Os distúrbios na hemostasia podem ocorrer em qualquer uma das etapas! Por isso, a avaliação deve ser global.

Falando em avaliação...

Avaliação da Hemostasia

Como sempre, a anamnese e o exame físico, são imprescindíveis, para a realização de um bom diagnóstico.
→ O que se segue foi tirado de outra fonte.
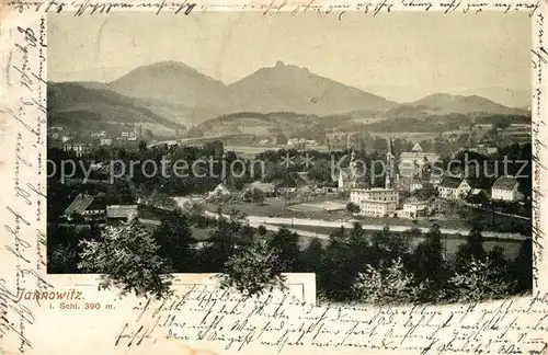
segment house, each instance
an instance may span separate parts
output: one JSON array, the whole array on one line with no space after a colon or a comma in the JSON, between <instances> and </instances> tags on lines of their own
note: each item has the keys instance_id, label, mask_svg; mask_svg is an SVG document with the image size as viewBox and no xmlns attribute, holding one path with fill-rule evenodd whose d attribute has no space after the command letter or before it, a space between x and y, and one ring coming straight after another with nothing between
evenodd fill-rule
<instances>
[{"instance_id":1,"label":"house","mask_svg":"<svg viewBox=\"0 0 548 355\"><path fill-rule=\"evenodd\" d=\"M112 138L101 138L99 144L101 146L110 146L110 145L112 145Z\"/></svg>"},{"instance_id":2,"label":"house","mask_svg":"<svg viewBox=\"0 0 548 355\"><path fill-rule=\"evenodd\" d=\"M412 151L402 152L398 161L399 188L410 191L411 183L416 179L429 180L432 167L438 160L438 154L423 152L419 145Z\"/></svg>"},{"instance_id":3,"label":"house","mask_svg":"<svg viewBox=\"0 0 548 355\"><path fill-rule=\"evenodd\" d=\"M80 158L83 154L85 154L89 149L88 149L88 145L72 142L72 144L62 145L62 150L64 151L71 151L77 156L77 158Z\"/></svg>"},{"instance_id":4,"label":"house","mask_svg":"<svg viewBox=\"0 0 548 355\"><path fill-rule=\"evenodd\" d=\"M350 202L359 207L359 214L370 217L393 216L398 207L398 191L395 188L352 188Z\"/></svg>"},{"instance_id":5,"label":"house","mask_svg":"<svg viewBox=\"0 0 548 355\"><path fill-rule=\"evenodd\" d=\"M213 191L209 192L207 195L208 198L212 197L224 197L224 196L230 196L230 191L225 186L224 183L219 183Z\"/></svg>"},{"instance_id":6,"label":"house","mask_svg":"<svg viewBox=\"0 0 548 355\"><path fill-rule=\"evenodd\" d=\"M130 221L139 217L137 205L110 205L106 206L106 220L109 222Z\"/></svg>"},{"instance_id":7,"label":"house","mask_svg":"<svg viewBox=\"0 0 548 355\"><path fill-rule=\"evenodd\" d=\"M424 181L422 181L420 179L414 179L409 184L409 192L410 193L414 193L415 191L418 191L420 188L423 188L426 184L430 185L430 182L424 182Z\"/></svg>"},{"instance_id":8,"label":"house","mask_svg":"<svg viewBox=\"0 0 548 355\"><path fill-rule=\"evenodd\" d=\"M437 186L437 194L441 198L457 198L457 191L463 181L457 178L444 178L439 186Z\"/></svg>"},{"instance_id":9,"label":"house","mask_svg":"<svg viewBox=\"0 0 548 355\"><path fill-rule=\"evenodd\" d=\"M457 198L465 198L472 191L472 184L468 179L463 179L456 191Z\"/></svg>"},{"instance_id":10,"label":"house","mask_svg":"<svg viewBox=\"0 0 548 355\"><path fill-rule=\"evenodd\" d=\"M427 201L409 199L403 203L401 217L414 219L424 216L429 205Z\"/></svg>"},{"instance_id":11,"label":"house","mask_svg":"<svg viewBox=\"0 0 548 355\"><path fill-rule=\"evenodd\" d=\"M104 218L106 202L104 194L91 196L78 194L72 203L65 209L61 217L67 220L73 220L75 217L82 217L85 221L99 220Z\"/></svg>"},{"instance_id":12,"label":"house","mask_svg":"<svg viewBox=\"0 0 548 355\"><path fill-rule=\"evenodd\" d=\"M481 206L487 203L488 199L488 193L484 190L472 188L468 194L466 202L475 206Z\"/></svg>"},{"instance_id":13,"label":"house","mask_svg":"<svg viewBox=\"0 0 548 355\"><path fill-rule=\"evenodd\" d=\"M515 178L501 176L491 187L491 199L518 201L521 197L518 188L520 182Z\"/></svg>"}]
</instances>

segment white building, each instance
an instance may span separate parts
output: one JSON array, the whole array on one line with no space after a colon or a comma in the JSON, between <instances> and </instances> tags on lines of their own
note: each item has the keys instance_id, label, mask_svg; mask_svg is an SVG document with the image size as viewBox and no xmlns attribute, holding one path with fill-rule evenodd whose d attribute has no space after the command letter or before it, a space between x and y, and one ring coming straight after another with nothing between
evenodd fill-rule
<instances>
[{"instance_id":1,"label":"white building","mask_svg":"<svg viewBox=\"0 0 548 355\"><path fill-rule=\"evenodd\" d=\"M457 198L457 191L460 186L460 179L444 178L439 186L437 186L437 194L442 198L454 199Z\"/></svg>"},{"instance_id":2,"label":"white building","mask_svg":"<svg viewBox=\"0 0 548 355\"><path fill-rule=\"evenodd\" d=\"M353 188L350 201L359 207L359 214L370 217L393 216L398 207L398 191L393 188Z\"/></svg>"},{"instance_id":3,"label":"white building","mask_svg":"<svg viewBox=\"0 0 548 355\"><path fill-rule=\"evenodd\" d=\"M84 144L66 144L62 150L72 151L78 158L82 157L88 151L88 146Z\"/></svg>"},{"instance_id":4,"label":"white building","mask_svg":"<svg viewBox=\"0 0 548 355\"><path fill-rule=\"evenodd\" d=\"M501 201L520 199L520 182L512 176L501 176L496 179L491 187L491 198Z\"/></svg>"},{"instance_id":5,"label":"white building","mask_svg":"<svg viewBox=\"0 0 548 355\"><path fill-rule=\"evenodd\" d=\"M424 214L429 206L427 201L408 201L403 203L403 216L407 218L416 218Z\"/></svg>"}]
</instances>

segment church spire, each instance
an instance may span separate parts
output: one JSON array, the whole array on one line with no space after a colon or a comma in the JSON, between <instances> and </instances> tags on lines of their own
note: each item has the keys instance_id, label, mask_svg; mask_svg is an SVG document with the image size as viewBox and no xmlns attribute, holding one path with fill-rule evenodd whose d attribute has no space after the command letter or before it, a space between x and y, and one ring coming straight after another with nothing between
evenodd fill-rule
<instances>
[{"instance_id":1,"label":"church spire","mask_svg":"<svg viewBox=\"0 0 548 355\"><path fill-rule=\"evenodd\" d=\"M388 152L386 153L386 179L385 179L385 187L393 188L395 184L395 173L396 173L396 156L393 153L393 144L392 138L389 138Z\"/></svg>"}]
</instances>

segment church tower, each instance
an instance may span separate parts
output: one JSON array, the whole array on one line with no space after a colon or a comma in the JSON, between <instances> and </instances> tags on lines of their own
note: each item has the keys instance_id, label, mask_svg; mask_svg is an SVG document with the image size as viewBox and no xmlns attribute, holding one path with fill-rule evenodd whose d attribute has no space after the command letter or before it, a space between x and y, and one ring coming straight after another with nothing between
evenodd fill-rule
<instances>
[{"instance_id":1,"label":"church tower","mask_svg":"<svg viewBox=\"0 0 548 355\"><path fill-rule=\"evenodd\" d=\"M393 154L392 138L390 138L388 152L386 153L386 188L396 188L396 156Z\"/></svg>"}]
</instances>

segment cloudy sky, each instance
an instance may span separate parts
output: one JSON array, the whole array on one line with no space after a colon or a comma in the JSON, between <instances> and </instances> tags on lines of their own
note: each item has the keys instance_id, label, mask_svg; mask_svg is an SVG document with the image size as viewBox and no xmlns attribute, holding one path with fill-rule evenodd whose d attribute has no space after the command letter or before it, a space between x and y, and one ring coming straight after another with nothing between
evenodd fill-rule
<instances>
[{"instance_id":1,"label":"cloudy sky","mask_svg":"<svg viewBox=\"0 0 548 355\"><path fill-rule=\"evenodd\" d=\"M161 60L225 83L277 60L356 88L529 90L526 13L48 15L48 79L111 81Z\"/></svg>"}]
</instances>

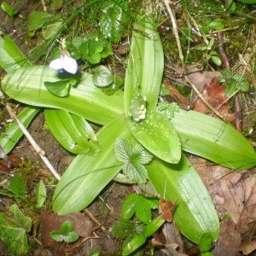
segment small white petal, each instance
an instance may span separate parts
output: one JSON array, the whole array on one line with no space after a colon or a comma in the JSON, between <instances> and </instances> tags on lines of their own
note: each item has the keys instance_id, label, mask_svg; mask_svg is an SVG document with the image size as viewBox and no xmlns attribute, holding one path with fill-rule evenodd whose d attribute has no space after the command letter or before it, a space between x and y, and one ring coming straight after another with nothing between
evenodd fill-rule
<instances>
[{"instance_id":1,"label":"small white petal","mask_svg":"<svg viewBox=\"0 0 256 256\"><path fill-rule=\"evenodd\" d=\"M60 57L58 59L53 60L50 61L49 67L53 69L61 69L63 67L63 57Z\"/></svg>"},{"instance_id":2,"label":"small white petal","mask_svg":"<svg viewBox=\"0 0 256 256\"><path fill-rule=\"evenodd\" d=\"M63 57L63 68L67 72L74 74L77 73L79 66L76 60L65 55Z\"/></svg>"}]
</instances>

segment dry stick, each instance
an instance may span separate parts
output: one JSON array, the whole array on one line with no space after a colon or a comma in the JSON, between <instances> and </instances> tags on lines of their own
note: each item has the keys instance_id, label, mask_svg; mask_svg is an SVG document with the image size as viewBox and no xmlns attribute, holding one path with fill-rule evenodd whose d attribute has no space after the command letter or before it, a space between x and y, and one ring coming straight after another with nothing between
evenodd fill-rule
<instances>
[{"instance_id":1,"label":"dry stick","mask_svg":"<svg viewBox=\"0 0 256 256\"><path fill-rule=\"evenodd\" d=\"M9 112L9 114L10 115L11 119L13 119L17 124L20 129L22 131L27 140L30 142L31 145L33 147L35 151L38 154L38 155L43 160L44 163L46 165L46 166L49 168L49 170L51 172L51 173L55 176L55 177L57 180L61 179L61 175L55 170L55 168L52 166L50 162L48 160L48 159L44 155L44 151L38 146L38 144L34 141L34 139L32 137L32 136L29 134L24 125L20 121L20 119L17 118L16 114L14 113L12 108L9 103L6 104L6 109ZM101 223L93 216L93 214L88 210L85 209L84 212L97 224L101 226L101 229L103 232L107 232L107 230L101 224ZM107 234L108 237L108 233ZM95 238L95 237L94 237Z\"/></svg>"},{"instance_id":2,"label":"dry stick","mask_svg":"<svg viewBox=\"0 0 256 256\"><path fill-rule=\"evenodd\" d=\"M165 4L166 6L167 11L169 13L171 20L172 20L172 28L173 28L173 35L176 38L176 42L177 42L177 49L178 49L178 55L179 55L179 58L180 61L182 62L182 66L183 66L183 69L185 70L185 63L184 63L184 57L183 57L183 54L182 51L182 47L181 47L181 44L180 44L180 40L179 40L179 36L178 36L178 31L177 31L177 22L176 22L176 19L175 16L173 15L173 12L172 10L172 8L170 7L169 4L169 1L168 0L164 0ZM218 115L219 118L221 118L222 119L224 119L225 122L229 123L229 121L222 115L220 114L220 113L216 110L202 96L202 94L199 91L199 90L195 87L195 85L193 84L193 82L189 79L189 78L188 77L187 74L184 75L186 81L191 85L191 87L193 88L193 90L195 91L195 93L198 95L198 96L202 100L202 102L209 108L209 109L211 109L212 111L212 113L214 113L216 115Z\"/></svg>"},{"instance_id":3,"label":"dry stick","mask_svg":"<svg viewBox=\"0 0 256 256\"><path fill-rule=\"evenodd\" d=\"M24 135L26 137L27 140L30 142L31 145L33 147L35 151L38 154L38 155L41 157L44 163L46 165L46 166L49 168L49 170L51 172L51 173L55 176L55 177L57 180L61 179L61 175L55 171L55 169L52 166L49 160L44 155L44 151L38 146L38 144L34 141L34 139L32 137L30 133L27 131L24 125L20 121L20 119L17 118L16 114L14 113L12 108L9 103L6 104L6 109L9 112L9 114L10 117L17 123L20 129L22 131Z\"/></svg>"}]
</instances>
Devemos questionar o paciente sobre:

  • O(a) Senhor(a), percebeu sangramentos anormais? Como por exemplo: Sangramento pelo nariz (epistaxe), manchas arroxeadas/avermelhadas (hematomas) espontâneos, sangramento pela gengiva, urina (hematúria), ou menstruação excessiva (polimenorreia)
  • Faz uso de algum medicamento (investigue sobre o uso de anticoagulantes e anti-agregantes)
    *não se esqueça de anotar a posologia do medicamento!
    *Uma dica que sempre ouço dos meus professores é que: o paciente que usa a mesma medicação por longo período de tempo, acaba esquecendo de dizer que a usa. Então faça perguntas abertas como: Toma algum comprimidinho todos os dias?
  • Avaliar o antecedente cirúrgico do paciente: questione se houve um sangramento excessivo, dificuldade para cicatrizar ou outra situação.
  • A função renal deve ser avaliada
  • Na ectoscopia: avaliar os hematomas, e questionar se aparecem espontaneamente e se são comuns de aparecer.

Exames Laboratoriais

Devemos sempre direcionar a solicitação de exames, pois não precisamos submeter o paciente a exames excessivos e muitas vezes caros. Além disso, não há necessidade de onerar o sistema.

Portanto, direcione os exames de acordo com sua suspeita clínica!


Para investigarmos a funcionalidade da hemostasia primária, podemos solicitar:

  • Contagem de plaquetas (vem no hemograma)
  • Tempo de Hemorragia
  • Analisador da Função plaquetária
  • Tromboelastografia
     

Na avaliação da coagulação, podemos solicitar:

  • Tempo de Tromboplastina Parcial (TTP) e TTPa (ativado)- avaliação da via extrínseca
  • Tempo de Coagulação ativado (TCA)
  • Tempo de Protrombina (TP)- avaliação da via extrínseca
  • Tempo de Trombina (TT)
  • Dosagem dos PDFs
  • Dosagem do Fibrinogênio

Para a avaliação da fibrinólise, ainda não existem testes laboratoriais.

E ai pessoal, ficou mais claro? Conta pra gente ai nos comentários! 

 

Referências

  1. USP. Clínica Médica. Doenças Hematológicas Oncologia Doenças Renais e Geniturinárias. 2009;3
  2. GUYTON, Arthur Clifton. Tratado de fisiologia médica. Elsevier Brasil, 2006.
  3. NUNES, Telma Ferreira. Distúrbios da Hemostase no Doente Cirrótico. 2014.
  4. Franco RF. Fisiologia da coagulação, anticoagulação e fibrinólise. Medicina (Ribeirao Preto) [Internet]. 30 de dezembro de 2001 [citado 1 de dezembro de 2020];34(3/4):229-37. Disponível em: https://www.revistas.usp.br/rmrp/article/view/3998
  5. CAGNOLATI, D. et al. Hemostasia e distúrbios da coagulação. Ribeirão Preto-SP, p. 49-55, 2015.